La jeune femme est surveillée, branchée et piquée, ma cheffe se permet donc de revenir dans la boucle des box et elle regagne la fureur de la clinique.
Deux heures et quelques patients plus tard, le bilan tombe, il n’y a pas grand-chose à se mettre sous la dent que les jets de sang. La patiente révèle avoir été à une fête chez des amis quand l’hémoglobine à jaillit. Impossible de laisser le moindre doute, il faut demander un scanner. La soirée se lance et la garde avec. Je dis au revoir à mes co-internes du jours et accueille mes compagnons pour la nuit. Ma supérieure et moi restons, nous devenons le trait d’union des deux équipes.
Le temps égraine avec rigueur ses précieuses secondes et je vois de moins en moins le docteure C. dans mon secteur. Cette dernière semble de plus en plus accaparée par cette cracheuse de globule. Le scanner réalisé, c’est maintenant l’attente du compte rendu, mais avant qu’il ne soit rédigé, la patiente devient hystérique, cris, hurle à la mort. Pas de douleur, pas de sang, juste les hurlements d’une patiente souhaitant sortir des urgences. Elle clame haut et fort être en bonne santé. Je laisse le cerbère de l’hôpital gérer la possédée et je retourne dans le bureau pour clôturer un dossier.
Quelques minutes s’écoulent quand apparait l’urgentiste à la mine déconfite.
Ce médecin pourtant si fermée arrive décontenancée. Quels mots, gestes ou révélations ont pu avoir raison de ses vingt années de bouteille ? Elle déambule dans le couloir avant de venir s’assoir et me lancer ce court réquisitoire : « Je n’ai jamais vu ça ».
Je me souviens d’avoir vu ce bloc d’autorité posé là, sur une chaise à roulette, sans aucune réaction qu’un petit mouvement de tête, une négation lancée dans l’air pour nier la misère.
La lumière ambrée pèse sur son visage quand elle se décide à me décrire la scène.
Alors qu’elle était en train d’expliquer à cette jeune femme qu’il est indispensable d’éliminer de graves diagnostics avant le la laisser rentrer, qu’un crachat de plasma de cette abondance est forcément signe d’une urgence, la patiente s’est énervée et a tonitrué :
« Voulez-vous savoir comment j’ai craché ce sang ? » accompagnant le geste à la parole, elle alla de sa main blanche chercher entre ses cuisses, un tampon imbibé qu’elle mit en bouche, suçât puis crachat le jus si délicat en gerbant : « Voilà comment j’ai fait » …
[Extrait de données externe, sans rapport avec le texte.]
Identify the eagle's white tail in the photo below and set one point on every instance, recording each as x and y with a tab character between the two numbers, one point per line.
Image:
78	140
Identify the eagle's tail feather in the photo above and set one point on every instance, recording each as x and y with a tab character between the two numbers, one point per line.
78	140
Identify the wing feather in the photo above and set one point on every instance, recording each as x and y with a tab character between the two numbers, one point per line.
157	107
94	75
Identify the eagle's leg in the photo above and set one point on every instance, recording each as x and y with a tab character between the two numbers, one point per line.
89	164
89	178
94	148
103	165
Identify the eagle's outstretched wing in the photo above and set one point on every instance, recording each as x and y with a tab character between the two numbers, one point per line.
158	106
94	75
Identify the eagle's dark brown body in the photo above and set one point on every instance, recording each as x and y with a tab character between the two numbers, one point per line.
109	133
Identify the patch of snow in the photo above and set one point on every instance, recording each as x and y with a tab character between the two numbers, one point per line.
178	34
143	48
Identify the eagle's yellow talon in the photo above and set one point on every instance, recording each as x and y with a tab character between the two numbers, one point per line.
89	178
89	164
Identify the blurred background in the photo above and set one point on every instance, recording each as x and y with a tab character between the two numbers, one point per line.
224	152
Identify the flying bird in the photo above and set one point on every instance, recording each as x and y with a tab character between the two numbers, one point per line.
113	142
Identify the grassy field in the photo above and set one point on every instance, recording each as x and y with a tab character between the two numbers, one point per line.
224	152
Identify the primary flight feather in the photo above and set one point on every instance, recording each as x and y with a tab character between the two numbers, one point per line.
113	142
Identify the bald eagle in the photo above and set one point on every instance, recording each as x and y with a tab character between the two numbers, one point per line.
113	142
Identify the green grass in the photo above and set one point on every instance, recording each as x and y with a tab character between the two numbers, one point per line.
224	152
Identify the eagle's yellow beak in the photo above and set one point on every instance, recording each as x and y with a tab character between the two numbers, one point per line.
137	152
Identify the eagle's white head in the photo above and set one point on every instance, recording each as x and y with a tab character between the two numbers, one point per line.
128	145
Suite à cette comédie dramatique, ma cheffe est sortie de la pièce pour venir partager sa détresse.
Au final c’est un psychiatre qui fut appelé pour panser la patiente qui refusa toute thérapie et sortie contre notre avis.
Nous n’avons aucune explication à cette folie, peut être réclamait elle de l’attention, mais pas de fin mot à cette histoire, voilà l’épilogue de cette journée bizarre.